Here’s what reviews.csv looks like:
REVIEWS_DATA_PATH = "data/reviews.csv"
data_reviews = pl.read_csv(REVIEWS_DATA_PATH)
print(data_reviews.shape)
print(data_reviews.head())
visits.csv
The last file, visits.csv, records details about every hospital visit your company has serviced. Continuing with the star schema analogy, you can think of visits.csv as a fact table that connects hospitals, physicians, patients, and payers. Here are the fields:
- visit_id: The unique identifier of a hospital visit.
- patient_id: The ID of the patient associated with the visit.
- date_of_admission: The date the patient was admitted to the hospital.
- room_number: The patient’s room number.
- admission_type: One of ‘Elective’, ‘Emergency’, or ‘Urgent’.
- chief_complaint: A string describing the patient’s primary reason for being at the hospital.
- primary_diagnosis: A string describing the primary diagnosis made by the physician.
- treatment_description: A text summary of the treatment given by the physician.
- test_results: One of ‘Inconclusive’, ‘Normal’, or ‘Abnormal’.
- discharge_date: The date the patient was discharged from the hospital
- physician_id: The ID of the physician that treated the patient.
- hospital_id: The ID of the hospital the patient stayed at.
- payer_id: The ID of the insurance payer used by the patient.
- billing_amount: The amount of money billed to the payer for the visit.
- visit_status: One of ‘OPEN’ or ‘DISCHARGED’.
This dataset gives you everything you need to answer questions about the relationship between each hospital entity. For example, if you know a physician ID, you can use visits.csv to figure out which patients, payers, and hospitals the physician is associated with. Take a look at what visits.csv looks like in Polars:
VISITS_DATA_PATH = "data/visits.csv"
data_visits = pl.read_csv(VISITS_DATA_PATH)
print(data_visits.shape)
print(data_visits.head())
You can see there are 9998 visits recorded along with the 15 fields described above. Notice that chief_complaint, treatment_description, and primary_diagnosis might be missing for a visit. You’ll have to keep this in mind as your stakeholders might not be aware that many visits are missing critical data—this may be a valuable insight in itself! Lastly, notice that when a visit is still open, the discharged_date will be missing.
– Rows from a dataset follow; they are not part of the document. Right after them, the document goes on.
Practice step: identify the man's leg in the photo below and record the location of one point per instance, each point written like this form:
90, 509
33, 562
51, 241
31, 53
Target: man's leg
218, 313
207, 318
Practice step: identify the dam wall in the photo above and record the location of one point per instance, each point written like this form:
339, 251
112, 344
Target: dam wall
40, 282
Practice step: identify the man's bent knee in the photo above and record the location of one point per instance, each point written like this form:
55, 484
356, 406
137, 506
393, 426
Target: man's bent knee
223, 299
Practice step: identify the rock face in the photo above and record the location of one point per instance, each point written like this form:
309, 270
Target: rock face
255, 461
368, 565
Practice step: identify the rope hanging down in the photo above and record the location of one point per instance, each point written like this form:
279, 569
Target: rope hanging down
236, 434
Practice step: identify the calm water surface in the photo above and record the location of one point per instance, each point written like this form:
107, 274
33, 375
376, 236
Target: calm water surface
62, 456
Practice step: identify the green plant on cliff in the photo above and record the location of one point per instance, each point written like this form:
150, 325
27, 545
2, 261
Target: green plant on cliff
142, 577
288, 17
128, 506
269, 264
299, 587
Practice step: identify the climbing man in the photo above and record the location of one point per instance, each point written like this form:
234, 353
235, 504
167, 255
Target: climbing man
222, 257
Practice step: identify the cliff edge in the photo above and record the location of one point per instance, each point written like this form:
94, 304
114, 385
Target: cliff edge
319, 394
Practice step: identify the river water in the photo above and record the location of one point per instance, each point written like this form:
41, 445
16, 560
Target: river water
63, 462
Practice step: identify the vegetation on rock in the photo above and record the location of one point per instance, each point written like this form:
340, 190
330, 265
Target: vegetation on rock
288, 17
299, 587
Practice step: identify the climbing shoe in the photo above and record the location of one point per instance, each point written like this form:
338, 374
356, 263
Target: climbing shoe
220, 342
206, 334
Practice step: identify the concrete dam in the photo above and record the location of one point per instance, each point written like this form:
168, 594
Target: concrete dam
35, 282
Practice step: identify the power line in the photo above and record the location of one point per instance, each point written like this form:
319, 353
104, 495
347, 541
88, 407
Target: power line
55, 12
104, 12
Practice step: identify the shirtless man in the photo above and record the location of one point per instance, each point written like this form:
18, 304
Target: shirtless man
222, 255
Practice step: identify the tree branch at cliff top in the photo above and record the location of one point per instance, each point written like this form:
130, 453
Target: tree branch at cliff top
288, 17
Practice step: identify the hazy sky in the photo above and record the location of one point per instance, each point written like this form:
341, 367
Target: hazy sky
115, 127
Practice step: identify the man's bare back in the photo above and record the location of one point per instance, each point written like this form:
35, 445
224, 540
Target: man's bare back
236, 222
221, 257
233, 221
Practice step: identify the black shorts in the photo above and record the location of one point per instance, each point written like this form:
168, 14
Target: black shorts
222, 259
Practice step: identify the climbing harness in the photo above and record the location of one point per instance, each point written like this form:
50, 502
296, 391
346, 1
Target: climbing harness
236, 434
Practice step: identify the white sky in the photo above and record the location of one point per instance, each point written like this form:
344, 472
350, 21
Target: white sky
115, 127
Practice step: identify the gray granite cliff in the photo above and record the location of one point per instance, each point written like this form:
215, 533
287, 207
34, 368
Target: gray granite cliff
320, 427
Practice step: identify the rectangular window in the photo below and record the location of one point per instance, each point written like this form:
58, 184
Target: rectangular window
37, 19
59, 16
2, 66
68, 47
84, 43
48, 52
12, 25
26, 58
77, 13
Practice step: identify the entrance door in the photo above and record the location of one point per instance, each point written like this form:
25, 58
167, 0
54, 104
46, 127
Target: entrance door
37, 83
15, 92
You now have an understanding of the data you’ll use to build the chatbot your stakeholders want. To recap, the files are broken out to simulate what a traditional SQL database might look like. Every hospital, patient, physician, review, and payer are connected through visits.csv.
Wait Times
You might have noticed there’s no data to answer questions like What is the current wait time at XYZ hospital? or Which hospital currently has the shortest wait time?. Unfortunately, the hospital system doesn’t record historical wait times. Your chatbot will have to call an API to get current wait time information. You’ll see how this works later.
With an understanding of the business requirements, available data, and LangChain functionalities, you can create a design for your chatbot.